Евангелие от Агасфера - страница 8




Ускорив шаг, преследователь успевает заметить подъезд, в котором исчезает женщина. Совершенно не узнавая себя, он бегом взлетает на четвертый этаж и, одновременно с надеждой и ужасом, обнаруживает приоткрытую дверь. Минуту или две стоит он, совершенно очумевший, в преддверии Неведомого. Пространство пульсирует и плывет. Явь это или сон, где шестнадцатилетний Федя заворожено глядит на калитку, ведущую в общежитие швейного училища, за которой уже скрылись трое более смелых его товарищей в надежде на обещанные поцелуи. Он же тогда войти так и не осмелился. Выйдя из оцепенения, Фёдор Михайлович резко распахивает дверь…

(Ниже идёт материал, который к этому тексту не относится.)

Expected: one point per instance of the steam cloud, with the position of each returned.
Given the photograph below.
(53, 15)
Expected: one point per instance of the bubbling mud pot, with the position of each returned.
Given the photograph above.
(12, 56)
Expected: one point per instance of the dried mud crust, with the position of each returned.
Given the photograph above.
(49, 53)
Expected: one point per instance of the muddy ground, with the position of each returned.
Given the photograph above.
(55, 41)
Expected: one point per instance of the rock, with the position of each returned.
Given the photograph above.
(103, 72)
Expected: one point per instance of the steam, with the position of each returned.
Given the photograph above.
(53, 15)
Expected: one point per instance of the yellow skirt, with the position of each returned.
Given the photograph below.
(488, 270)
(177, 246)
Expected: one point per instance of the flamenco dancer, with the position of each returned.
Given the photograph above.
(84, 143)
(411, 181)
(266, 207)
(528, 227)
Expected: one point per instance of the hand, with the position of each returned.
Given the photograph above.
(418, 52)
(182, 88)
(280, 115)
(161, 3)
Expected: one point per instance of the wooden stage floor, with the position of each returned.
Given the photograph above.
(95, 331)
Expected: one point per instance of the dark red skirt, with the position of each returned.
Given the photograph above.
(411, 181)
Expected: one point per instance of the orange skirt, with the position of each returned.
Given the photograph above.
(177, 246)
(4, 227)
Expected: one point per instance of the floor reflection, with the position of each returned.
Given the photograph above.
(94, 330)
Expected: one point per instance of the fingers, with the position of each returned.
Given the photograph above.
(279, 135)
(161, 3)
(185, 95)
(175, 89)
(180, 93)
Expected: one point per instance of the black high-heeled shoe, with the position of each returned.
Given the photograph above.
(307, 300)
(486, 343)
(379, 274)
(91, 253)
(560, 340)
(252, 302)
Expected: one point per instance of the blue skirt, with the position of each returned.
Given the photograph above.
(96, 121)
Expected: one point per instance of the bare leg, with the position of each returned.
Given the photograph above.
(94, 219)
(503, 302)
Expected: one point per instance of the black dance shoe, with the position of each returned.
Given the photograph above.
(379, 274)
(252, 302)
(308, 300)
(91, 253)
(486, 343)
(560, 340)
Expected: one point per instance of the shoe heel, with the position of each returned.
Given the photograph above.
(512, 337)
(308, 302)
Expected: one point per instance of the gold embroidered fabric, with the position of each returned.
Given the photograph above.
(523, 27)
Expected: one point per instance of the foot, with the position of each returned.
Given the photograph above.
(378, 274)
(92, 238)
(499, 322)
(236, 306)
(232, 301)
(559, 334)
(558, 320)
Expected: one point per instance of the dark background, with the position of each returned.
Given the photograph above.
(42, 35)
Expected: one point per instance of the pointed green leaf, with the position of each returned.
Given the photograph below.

Думаю, надеюсь, молюсь, что через пару лет, пройдя и переживя всю чехарду, которая выпадет ему на долю, Фёдор поймёт, что в этот момент свершилось, может быть, главное во всей его жизни. Он забыл себя и последовал за зовом судьбы…

Глава 2

«Мы вкус находим только в сене

И отдыхаем средь забот,

Смеёмся мы лишь от мучений,

И цену деньгам знает мот.

Кто любит солнце? Только крот.

Лишь праведник глядит лукаво,

Красоткам нравится урод,

И лишь влюблённый мыслит здраво.

Лентяй один не знает лени,

На помощь только враг придёт,

И постоянство лишь в измене.

Кто крепко спит, тот стережёт,

Дурак нам истину несёт,

Труды для нас – одна забава,

Всего на свете горше мёд,

И лишь влюблённый мыслит здраво».

Франсуа Вийон, «Баллада истин наизнанку»


– Таким образом мы и приходим к простому выводу, что в начале было слово, – крепко сложенный, сухощавый мужчина, коему можно было дать и чуть больше шестидесяти, и все восемьдесят, замолчал, – и воцарилась небольшая пауза.

– Душа моя! Десять лет жизни за тебя отдам, но ты говоришь совершеннейшую банальность! Я бесконечно ценю твой опыт, сейчас же, извини, никак не могу проникнуться, к чему ты сие изрек. Проповедовать собравшимся здесь стих первый из Евангелия от Иоанна, согласись, драгоценнейший, не комильфо. Тысяча извинений, вероятно я не постигаю глубины твоей метафоры, тогда изволь изъясниться полнее!, – эта театральная реплика, произнесена была густым баритоном в лучших традициях мелодекламации и уснащена широкими вальяжными жестами обаятельным человеком лет пятидесяти пяти, с густыми седыми усами и взлохмаченной шевелюрой, сидевшим по левую руку от упомянутого выше лысоватого пожилого господина – обладателя ясного, умного и глубокого взора.


– Какая-то нелепость, – пронеслось в голове Фёдора Михалыча, застывшего в дверях. На него, маячившего там с вытаращенными глазами, никто, казалось, не обращал внимания.

Женщина, привлекшая Федю сюда, стояла чуть поодаль от стола, на котором громоздились полупустые бутылки от красного вина и простые граненные стаканы. Помещение выглядело весьма необычно. Судя по всему, это была многокомнатная квартира, но совершенно нежилая. Наш герой, слегка успокоившись, принялся осматривать компанию, в которой он очутился и, по ходу фокусировки зрения, всё более убеждался в том, что все присутствующие здесь – те еще черти верёвочные, да и сама квартирка как-то по-булгаковски нехороша. Одна открытая дверь, возле которой как раз стояла босоногая, вела в смежную комнату, начисто лишенную мебели. Там возле окна виднелась обшарпанная батарея. Со стен, куда не глянь, сыпалась штукатурка. Над столом, вкруг которого расселась шайка гротесковых персонажей, болталась лампочка весьма веселого нрава. То и дело подмигивая, она погружала всю квартиру в таинственный полумрак.